Likewise, the patient 60 may wish to provide other family members
with access. Thus, each party can define who else may have access
and to what level that access is granted.
[0024] FIG. 3 is a flowchart illustrating the process of acquiring
patient information. To begin with, the patient evaluation is
initiated (300). Typically, this action is initiated by the
physician or at the physician's request. Alternatively, the
evaluation may proceed based on a predefined scheduled (e.g., every
6 months), based on a request from the patient, based on a request
from the central manager 110, or in response to an external event
(e.g., a medical emergency or episode).
[0025] Once the evaluation is initiated, a questionnaire is
provided (310) to the patient 60. In one embodiment, notification
is provided to the patient 20 to initiate the response. The patient
then accesses the patient portal 130 and completes the
questionnaire. Alternatively, the questionnaire can be emailed
directly to the patient or provided in another manner. The
questionnaire requests a medical history from the patient 20 and
requests answers to many of the same questions that would be asked
during a face to face appointment. The questionnaire requests
information, for example, about current activities, general health,
symptoms, current medication, problems, concerns, and the like.
[0026] The patient 20 completes the questionnaire and returns (320)
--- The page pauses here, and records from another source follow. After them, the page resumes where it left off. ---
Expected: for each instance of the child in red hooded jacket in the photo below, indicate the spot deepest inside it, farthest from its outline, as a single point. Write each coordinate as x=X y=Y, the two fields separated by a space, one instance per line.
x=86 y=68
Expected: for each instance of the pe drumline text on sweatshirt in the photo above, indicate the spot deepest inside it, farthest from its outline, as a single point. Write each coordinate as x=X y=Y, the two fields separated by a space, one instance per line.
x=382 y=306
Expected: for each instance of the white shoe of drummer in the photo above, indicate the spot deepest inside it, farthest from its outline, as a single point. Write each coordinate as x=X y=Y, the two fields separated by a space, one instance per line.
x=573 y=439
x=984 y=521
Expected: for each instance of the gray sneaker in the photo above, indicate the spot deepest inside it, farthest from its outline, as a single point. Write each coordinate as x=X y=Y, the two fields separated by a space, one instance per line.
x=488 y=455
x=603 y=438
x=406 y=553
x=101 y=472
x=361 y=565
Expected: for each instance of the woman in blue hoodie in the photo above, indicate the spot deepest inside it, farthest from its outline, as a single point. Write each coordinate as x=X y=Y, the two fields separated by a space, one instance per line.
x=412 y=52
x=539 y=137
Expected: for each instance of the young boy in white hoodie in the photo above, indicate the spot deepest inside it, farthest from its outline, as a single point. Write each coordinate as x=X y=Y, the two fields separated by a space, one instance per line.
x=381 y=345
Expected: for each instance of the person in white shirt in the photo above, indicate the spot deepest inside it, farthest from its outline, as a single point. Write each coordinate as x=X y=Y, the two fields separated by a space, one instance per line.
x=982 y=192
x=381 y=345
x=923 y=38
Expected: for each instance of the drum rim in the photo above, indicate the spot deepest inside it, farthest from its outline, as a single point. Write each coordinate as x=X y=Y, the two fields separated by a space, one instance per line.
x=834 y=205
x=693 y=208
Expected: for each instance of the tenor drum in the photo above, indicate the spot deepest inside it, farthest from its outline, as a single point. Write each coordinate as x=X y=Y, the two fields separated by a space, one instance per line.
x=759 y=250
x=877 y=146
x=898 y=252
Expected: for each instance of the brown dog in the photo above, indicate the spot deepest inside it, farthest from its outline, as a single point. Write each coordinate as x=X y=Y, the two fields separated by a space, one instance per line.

it to the central manager 320. If completed through the patient
portal 130, the information is simply stored by the central manager
110. Alternatively, the completed information may be transmitted
via email and again stored. Other means, such as faxing a document,
may be employed, in which case the information is entered into an
electronic format through scanning or data entry. Data is collected
(330) from the IMD (if applicable) and provided (340) to central
manager 110. It does not matter whether the IMD data is collected
before or after the questionnaire is submitted, so long as they are
sufficiently temporally proximate to be medically relevant.
[0027] Referring to FIG. 4, the data collected from the patient is
stored (350) within a database at the central manager 110.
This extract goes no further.